The Treatment of Riba in Western Literature

As we know, Islamic Economic System prohibit the payment of interest in the borrower- lender relationship and replace with profit/loss sharing financial instruments. Generally, there has been an implicit assumption by Islamic writers that the prohibition of interest is special to Islamic literature.
In truth, its advocacy has been a feature of both religious teachings and nonreligious literature over several decades. This article will classified the major arguments against interest in Western literature in terms of the relationship between interest, charitable deeds and social divisions, the preferred use of money, the effects upon work effort and the time dimension. In truth, there is little in contemporary economic literature which is fundamentally opposed to interest payments. Historically, interest has been opposed in the social divisions since it creates hardship to borrowers. For instance, the Old Testament recommends loans to the poor free of interest and loans need to be cancelled every seventh year except loans to foreigners. The Old Testament in turn was a major influence upon Jewish and Christian opposition to interest and may have been, many centuries ago, the original reason for the Koran's dismissal of usury. Many people treat interest as a tool to gain profit from those who in needs since a borrower must be in need so they did not have any option to choose. However,now lending on interest is a blame action, for a person who borrows is not use to buy unimportant things but is obviously in need, and since he is compelled to pay the interest as well as the capital, he must necessarily be in the utmost straits. There has also been a recognized in Western literature that interest is unearned income in the sense that no work effort is required.
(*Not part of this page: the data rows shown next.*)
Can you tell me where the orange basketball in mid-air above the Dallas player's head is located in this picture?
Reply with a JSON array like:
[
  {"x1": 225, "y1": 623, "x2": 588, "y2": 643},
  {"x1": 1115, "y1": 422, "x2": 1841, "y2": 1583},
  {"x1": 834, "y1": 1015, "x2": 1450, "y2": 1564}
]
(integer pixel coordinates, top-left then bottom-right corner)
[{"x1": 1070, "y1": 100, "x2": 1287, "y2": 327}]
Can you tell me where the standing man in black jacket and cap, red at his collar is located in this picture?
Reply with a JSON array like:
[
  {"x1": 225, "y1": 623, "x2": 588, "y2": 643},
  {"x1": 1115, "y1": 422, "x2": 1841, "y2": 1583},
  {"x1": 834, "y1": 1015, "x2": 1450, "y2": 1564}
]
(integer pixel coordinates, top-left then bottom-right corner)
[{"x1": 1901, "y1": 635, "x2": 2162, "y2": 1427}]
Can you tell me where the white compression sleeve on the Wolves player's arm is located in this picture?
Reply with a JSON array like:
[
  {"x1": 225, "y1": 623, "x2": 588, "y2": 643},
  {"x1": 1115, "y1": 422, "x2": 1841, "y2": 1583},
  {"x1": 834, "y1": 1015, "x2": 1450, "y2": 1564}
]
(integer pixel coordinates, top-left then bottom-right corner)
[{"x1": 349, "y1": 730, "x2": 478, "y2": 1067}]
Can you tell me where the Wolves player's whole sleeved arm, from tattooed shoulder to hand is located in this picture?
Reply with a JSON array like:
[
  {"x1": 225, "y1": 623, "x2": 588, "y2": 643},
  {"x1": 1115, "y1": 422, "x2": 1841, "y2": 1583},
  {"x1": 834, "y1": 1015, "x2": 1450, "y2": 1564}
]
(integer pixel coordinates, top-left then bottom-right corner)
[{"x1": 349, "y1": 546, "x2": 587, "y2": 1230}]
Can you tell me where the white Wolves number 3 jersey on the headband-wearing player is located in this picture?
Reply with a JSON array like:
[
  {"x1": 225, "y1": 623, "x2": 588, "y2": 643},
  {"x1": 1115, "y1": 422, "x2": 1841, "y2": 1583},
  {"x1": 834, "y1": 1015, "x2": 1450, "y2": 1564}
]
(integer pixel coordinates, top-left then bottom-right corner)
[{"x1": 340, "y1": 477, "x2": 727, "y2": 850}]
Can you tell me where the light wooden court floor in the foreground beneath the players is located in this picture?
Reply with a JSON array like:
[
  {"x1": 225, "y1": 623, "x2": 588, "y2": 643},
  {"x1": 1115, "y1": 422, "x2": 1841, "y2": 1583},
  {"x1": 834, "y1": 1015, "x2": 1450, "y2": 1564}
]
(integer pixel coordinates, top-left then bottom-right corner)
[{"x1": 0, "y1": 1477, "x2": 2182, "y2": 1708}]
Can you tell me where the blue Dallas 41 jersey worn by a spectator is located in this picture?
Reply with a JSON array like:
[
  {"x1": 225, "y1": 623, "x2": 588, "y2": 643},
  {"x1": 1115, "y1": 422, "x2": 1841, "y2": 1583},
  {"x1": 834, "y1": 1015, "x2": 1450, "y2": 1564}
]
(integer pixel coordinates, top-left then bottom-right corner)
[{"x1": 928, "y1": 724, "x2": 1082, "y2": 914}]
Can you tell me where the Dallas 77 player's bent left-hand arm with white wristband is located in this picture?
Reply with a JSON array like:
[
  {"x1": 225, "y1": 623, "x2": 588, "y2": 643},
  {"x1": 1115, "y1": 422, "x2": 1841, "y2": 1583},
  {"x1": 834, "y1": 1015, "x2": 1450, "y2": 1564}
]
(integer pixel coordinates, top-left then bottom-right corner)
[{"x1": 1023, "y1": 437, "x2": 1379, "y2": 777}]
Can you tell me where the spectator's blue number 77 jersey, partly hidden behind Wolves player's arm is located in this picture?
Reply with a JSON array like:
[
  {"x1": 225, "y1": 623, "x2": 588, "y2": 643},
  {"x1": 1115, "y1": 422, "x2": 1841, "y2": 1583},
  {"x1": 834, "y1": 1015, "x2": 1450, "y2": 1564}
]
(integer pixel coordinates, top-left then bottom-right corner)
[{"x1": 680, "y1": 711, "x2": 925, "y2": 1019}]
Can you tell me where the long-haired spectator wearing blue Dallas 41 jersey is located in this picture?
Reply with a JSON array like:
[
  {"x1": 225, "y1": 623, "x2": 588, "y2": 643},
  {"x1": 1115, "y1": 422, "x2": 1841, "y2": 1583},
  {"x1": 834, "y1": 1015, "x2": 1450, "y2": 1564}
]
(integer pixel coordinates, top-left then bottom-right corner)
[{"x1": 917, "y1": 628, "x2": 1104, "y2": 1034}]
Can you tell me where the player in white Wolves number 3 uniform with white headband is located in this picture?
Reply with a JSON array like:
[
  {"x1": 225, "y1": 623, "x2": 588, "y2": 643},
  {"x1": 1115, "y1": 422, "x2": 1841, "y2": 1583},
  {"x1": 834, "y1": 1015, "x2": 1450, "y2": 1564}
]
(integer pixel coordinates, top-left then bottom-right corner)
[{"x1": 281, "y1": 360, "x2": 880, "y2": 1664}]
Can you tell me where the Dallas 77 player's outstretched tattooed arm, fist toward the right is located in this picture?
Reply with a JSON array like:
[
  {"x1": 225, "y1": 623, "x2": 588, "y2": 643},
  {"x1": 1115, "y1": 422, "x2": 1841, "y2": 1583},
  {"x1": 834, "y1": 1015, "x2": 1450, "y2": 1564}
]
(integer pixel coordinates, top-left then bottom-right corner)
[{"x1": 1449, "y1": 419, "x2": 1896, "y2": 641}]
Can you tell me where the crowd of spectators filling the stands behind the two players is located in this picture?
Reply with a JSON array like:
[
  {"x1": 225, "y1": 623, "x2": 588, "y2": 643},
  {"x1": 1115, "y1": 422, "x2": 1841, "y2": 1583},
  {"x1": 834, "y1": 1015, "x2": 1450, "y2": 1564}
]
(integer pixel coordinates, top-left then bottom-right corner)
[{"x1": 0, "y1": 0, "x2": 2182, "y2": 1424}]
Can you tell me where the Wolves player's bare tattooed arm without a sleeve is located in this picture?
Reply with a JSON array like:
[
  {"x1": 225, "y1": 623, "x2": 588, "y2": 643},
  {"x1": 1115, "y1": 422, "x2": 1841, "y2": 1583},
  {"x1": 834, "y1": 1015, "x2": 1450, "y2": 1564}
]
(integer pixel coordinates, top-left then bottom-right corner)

There is less convincing an argument against interest is the view, found for example in Aristotle, that money should only
function as a medium of exchange and not also as a store of value .This view is also present in Aquinas where interest undermines the stability of money as a measure of value, by ascribing different, time-dependent values to the money supply. Others have more recently accused interest as creating instability in the velocity of circulation of money, of affecting aggregate spending and adding to economic fluctuations.